Reputation: 11304
I have one asp.net web api (app1) which is running with localhost in my machine, https://localhost:44301/weatherforecast
Other asp.net web api (app2) which I hosted over azure app service, https://webapiapp120200626111110.azurewebsites.net/weatherforecast
calling app1's api https://localhost:44301/weatherforecast
[HttpGet]
public async Task<string> Get()
{
var result = string.Empty;
using var client = new HttpClient();
var defaultRequestHeaders = client.DefaultRequestHeaders;
if (defaultRequestHeaders.Accept == null || defaultRequestHeaders.Accept.All(m => m.MediaType != "application/json"))
{
client.DefaultRequestHeaders.Accept.Add(new MediaTypeWithQualityHeaderValue("application/json"));
}
var response = await client.GetAsync("https://localhost:44301/weatherforecast");
if (response.IsSuccessStatusCode)
{
result = await response.Content.ReadAsStringAsync();
}
return result;
}
Here I am getting 500
error if I host app2
as azure app service, if I run it locally over localhost
, then NO issues.
Is this something block on localhost, how we can do this?
Upvotes: 0
Views: 1119
Reputation: 664
"localhost" refers to the current machine and will in most cases translate to ip4 127.0.0.1. So if your App Sevice "app2" is calling "localhost" it is basically calling itself, not the machine you're hosting "app1" on.

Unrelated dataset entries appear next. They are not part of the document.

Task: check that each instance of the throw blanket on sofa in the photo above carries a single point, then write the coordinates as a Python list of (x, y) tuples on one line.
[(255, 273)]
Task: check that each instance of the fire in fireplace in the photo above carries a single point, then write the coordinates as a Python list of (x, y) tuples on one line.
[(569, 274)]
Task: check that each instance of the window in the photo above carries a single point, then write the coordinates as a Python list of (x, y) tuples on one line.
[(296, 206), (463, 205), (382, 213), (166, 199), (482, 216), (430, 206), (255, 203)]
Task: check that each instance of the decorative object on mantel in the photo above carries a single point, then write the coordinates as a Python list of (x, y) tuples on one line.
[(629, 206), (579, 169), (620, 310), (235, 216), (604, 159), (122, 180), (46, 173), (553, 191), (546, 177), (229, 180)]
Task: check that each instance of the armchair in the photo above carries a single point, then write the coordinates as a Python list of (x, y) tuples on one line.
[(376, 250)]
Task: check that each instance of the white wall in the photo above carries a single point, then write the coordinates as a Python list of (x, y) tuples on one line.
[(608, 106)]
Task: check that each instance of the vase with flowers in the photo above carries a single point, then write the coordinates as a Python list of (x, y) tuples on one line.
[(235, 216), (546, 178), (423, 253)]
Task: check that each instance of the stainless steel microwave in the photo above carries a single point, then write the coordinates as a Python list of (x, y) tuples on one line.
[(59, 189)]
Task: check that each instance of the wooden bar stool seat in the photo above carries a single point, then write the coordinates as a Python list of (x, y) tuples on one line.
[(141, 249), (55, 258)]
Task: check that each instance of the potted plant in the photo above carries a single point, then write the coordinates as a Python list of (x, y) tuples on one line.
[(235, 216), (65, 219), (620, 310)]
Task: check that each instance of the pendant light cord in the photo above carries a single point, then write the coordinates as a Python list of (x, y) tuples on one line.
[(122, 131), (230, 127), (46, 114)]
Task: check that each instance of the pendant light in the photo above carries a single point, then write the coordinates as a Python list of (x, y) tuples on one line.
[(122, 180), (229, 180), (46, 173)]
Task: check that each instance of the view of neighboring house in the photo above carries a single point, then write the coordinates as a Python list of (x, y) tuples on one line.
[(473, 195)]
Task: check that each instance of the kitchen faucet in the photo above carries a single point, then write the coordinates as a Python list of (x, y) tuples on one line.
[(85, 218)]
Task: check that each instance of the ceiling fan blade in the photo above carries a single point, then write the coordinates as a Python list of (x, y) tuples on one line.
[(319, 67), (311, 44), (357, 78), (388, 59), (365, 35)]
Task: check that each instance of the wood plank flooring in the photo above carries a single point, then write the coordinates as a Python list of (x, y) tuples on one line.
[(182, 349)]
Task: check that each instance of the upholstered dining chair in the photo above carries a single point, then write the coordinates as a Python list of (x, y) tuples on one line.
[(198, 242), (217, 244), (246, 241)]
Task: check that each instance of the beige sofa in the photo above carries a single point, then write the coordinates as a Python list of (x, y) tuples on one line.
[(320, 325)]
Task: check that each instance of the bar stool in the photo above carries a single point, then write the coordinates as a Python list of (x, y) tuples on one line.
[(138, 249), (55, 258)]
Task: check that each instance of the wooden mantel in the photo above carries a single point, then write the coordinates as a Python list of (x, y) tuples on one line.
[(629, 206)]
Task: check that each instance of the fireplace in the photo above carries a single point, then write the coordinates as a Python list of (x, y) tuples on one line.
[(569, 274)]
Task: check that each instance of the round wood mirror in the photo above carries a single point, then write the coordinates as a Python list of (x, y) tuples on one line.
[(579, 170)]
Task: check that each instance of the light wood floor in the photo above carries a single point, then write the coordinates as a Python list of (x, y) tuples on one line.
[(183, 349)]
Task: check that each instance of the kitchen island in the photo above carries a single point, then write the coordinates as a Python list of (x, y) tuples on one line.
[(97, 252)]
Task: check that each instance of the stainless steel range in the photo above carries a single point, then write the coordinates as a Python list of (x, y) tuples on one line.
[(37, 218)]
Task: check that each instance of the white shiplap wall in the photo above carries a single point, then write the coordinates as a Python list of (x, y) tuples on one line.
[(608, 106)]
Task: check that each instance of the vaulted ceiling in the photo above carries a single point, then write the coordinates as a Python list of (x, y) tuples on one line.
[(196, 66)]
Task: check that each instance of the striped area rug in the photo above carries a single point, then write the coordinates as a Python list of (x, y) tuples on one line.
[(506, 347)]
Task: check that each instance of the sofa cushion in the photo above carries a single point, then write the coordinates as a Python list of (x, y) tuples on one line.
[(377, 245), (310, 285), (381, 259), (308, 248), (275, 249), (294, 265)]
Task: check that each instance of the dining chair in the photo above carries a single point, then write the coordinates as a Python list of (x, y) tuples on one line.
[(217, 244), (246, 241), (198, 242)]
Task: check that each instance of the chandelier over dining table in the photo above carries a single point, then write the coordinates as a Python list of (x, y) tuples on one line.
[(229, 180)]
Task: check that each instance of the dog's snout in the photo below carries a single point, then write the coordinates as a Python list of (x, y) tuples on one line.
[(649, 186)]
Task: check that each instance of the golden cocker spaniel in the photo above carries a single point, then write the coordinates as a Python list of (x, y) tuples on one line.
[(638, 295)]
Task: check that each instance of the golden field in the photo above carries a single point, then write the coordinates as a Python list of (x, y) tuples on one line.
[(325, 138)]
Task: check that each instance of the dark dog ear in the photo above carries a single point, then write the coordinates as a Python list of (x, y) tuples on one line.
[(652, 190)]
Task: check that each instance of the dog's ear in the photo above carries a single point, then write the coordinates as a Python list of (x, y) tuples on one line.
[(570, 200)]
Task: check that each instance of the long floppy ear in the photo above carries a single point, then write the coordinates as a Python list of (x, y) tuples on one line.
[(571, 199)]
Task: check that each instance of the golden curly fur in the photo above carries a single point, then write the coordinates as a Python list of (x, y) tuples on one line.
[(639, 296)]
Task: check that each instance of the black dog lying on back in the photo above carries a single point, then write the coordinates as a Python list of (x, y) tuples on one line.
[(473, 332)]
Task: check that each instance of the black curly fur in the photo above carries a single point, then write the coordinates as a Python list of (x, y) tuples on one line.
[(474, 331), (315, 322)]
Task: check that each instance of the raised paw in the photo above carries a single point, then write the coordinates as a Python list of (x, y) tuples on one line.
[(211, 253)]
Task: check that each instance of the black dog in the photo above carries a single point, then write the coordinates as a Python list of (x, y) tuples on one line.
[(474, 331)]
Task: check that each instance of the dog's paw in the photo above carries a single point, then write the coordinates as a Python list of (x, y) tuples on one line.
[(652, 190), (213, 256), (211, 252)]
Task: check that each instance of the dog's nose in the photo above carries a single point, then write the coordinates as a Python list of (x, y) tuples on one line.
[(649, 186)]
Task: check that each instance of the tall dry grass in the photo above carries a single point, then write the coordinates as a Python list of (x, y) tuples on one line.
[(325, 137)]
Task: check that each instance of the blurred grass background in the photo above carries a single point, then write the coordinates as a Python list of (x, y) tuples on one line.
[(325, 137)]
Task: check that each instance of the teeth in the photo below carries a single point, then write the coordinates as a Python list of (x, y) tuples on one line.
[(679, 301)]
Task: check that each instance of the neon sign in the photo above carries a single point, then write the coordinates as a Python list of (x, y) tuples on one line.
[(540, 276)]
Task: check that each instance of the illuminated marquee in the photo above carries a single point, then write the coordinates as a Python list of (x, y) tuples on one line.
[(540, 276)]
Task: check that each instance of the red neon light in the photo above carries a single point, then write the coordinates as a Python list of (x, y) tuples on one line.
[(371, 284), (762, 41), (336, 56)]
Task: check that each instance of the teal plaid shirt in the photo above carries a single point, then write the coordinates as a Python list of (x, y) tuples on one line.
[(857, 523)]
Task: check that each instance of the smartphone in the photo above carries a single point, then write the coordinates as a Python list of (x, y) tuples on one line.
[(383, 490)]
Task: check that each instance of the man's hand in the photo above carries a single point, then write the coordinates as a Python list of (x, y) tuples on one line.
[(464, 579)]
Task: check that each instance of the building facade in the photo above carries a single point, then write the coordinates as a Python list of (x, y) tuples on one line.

If you want to call "app1" running on your local machine from an Azure App Service then you need to expose "app1" to the internet on your machine.
You'll need to know the public ip your machine is behind, make sure your router etc can route the traffic from the public ip to your machine's internal network ip (There are probably tons of other issues that you're going to run into depending on firewalls, routers, networking infrastructure, if "app1" is running on IIS Express or not, ...).
Just host both "app1" and "app2" on Azure as App Services.